Santan Mengandung Kolesterol?

by admintv
0 comment

TV Tabalong – Momen Hari Raya Idul Fitri di Indonesia, khususnya Kalimantan Selatan, tak lengkapkalau tidak menyantap kuliner ketupat atau lontong. Cita rasa dari makanan tersebut tak perlu diragukan lagi.

Kuah dnegan campuran santan yang kental menjadi kunci utama kelezatan makanan lokal ini. Namun sebagian besar masyarakat masih percaya dan menolak menyantapnya, lantaran makanan bersantan mengandung kolesterol yang tinggi.

Nutrisionis Dinkes Tabalong, Catur Yudha Martopo menjelaskan, santan pada kelapa tidak mengandung kolestrol sama sekali. Namun jika dimasak dengan cara yang salah maka akan mengubah kandungan santan menjadi lemak jahat yang berdampak buruk bagi tubuh.

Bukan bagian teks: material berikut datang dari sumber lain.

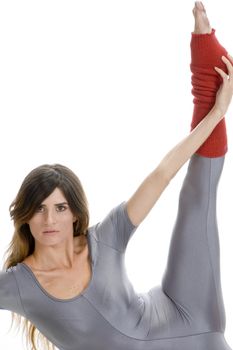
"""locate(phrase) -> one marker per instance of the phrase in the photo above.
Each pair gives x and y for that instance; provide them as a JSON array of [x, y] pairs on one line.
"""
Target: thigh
[[192, 276]]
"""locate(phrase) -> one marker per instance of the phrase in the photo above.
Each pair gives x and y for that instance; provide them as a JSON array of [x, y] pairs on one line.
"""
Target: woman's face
[[53, 220]]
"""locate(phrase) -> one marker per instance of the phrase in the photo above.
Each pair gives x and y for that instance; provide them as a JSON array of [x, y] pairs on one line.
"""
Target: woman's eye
[[61, 208], [40, 209]]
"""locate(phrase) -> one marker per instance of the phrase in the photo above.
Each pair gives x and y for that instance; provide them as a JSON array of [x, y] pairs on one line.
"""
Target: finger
[[228, 64], [222, 73], [230, 57]]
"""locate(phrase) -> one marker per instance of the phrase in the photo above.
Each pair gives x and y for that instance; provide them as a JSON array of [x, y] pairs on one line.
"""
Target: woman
[[69, 280]]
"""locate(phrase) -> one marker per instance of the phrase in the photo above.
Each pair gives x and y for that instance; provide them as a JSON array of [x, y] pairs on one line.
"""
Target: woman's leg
[[192, 277]]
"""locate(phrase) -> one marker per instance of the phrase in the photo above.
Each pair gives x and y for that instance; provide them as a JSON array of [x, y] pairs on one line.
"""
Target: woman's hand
[[225, 92]]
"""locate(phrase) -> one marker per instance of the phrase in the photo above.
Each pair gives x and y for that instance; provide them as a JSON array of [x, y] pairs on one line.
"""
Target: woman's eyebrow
[[57, 204], [61, 203]]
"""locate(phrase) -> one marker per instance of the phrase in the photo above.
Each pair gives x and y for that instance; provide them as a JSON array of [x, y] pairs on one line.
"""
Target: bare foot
[[202, 24]]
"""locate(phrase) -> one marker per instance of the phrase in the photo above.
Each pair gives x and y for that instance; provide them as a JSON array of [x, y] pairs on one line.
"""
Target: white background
[[104, 88]]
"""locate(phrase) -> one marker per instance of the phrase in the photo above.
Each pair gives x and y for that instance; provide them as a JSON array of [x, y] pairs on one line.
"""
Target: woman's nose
[[50, 217]]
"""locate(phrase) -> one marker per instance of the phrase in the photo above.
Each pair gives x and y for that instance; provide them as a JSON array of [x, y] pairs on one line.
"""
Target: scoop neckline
[[80, 295]]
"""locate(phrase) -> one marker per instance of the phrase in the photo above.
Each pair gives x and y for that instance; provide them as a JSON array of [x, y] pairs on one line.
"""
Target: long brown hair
[[37, 186]]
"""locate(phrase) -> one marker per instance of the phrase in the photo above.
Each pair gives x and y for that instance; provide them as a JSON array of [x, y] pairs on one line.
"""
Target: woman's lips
[[50, 232]]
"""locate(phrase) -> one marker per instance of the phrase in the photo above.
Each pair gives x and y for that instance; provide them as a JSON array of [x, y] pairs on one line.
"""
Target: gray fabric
[[185, 313]]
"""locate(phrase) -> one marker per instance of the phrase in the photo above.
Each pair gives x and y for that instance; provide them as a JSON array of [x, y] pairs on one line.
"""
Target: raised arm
[[147, 194]]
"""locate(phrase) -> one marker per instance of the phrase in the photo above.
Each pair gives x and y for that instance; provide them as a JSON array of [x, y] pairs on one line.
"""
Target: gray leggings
[[190, 299]]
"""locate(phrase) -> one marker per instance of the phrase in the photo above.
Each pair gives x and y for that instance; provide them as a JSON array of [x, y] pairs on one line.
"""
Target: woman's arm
[[145, 197]]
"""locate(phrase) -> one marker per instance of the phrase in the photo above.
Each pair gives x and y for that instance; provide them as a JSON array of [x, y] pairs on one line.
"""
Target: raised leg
[[192, 277]]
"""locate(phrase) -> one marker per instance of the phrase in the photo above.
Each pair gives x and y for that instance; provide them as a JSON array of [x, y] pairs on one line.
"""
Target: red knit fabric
[[206, 53]]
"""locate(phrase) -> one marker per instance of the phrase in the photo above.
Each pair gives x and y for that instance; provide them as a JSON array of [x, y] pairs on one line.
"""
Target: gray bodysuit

Padahal santan merupakan salah satu zat yang diperlukan tubuh dengan kandungan air, kalori, protein, lemak, karbohidrat, kalsium, fospor, zat besi dan lain sebagainya. Jika dimasak dengan benar dan di makan sesuai porsi yang di butuhkan tubuh, maka santan mengandung banyak manfaat.

 “Santan dari kelapa itu tidak mengandung kolestrol sama sekali, yang salahnya adalah kalau dia dilakukan proses pemasakan yang melampaui dari batas pemasakannya sampai mengeluarkan minyak, apalagi kalau di panaskan berulang, jadi santan akan menjadi transfet atau lemak trans yang jadi jahat kalau dilakukan pemanasan berulang” Kata Catur Yudha Murtopo, Nutrisionis Dinkes Tabalong.

Dengan kandungan zat yang baik, santan merupakan salah satu makanan yang kaya akan manfaat jika di konsumsi dengan baik dan benar. Seperti, menjaga kesehatan jantung dan pembuluh darah, memelihara fungsi otak, mencegah kanker, meningkatkan sistem kekebalan tubuh dan lain sebagainya. (Gazali Rahman).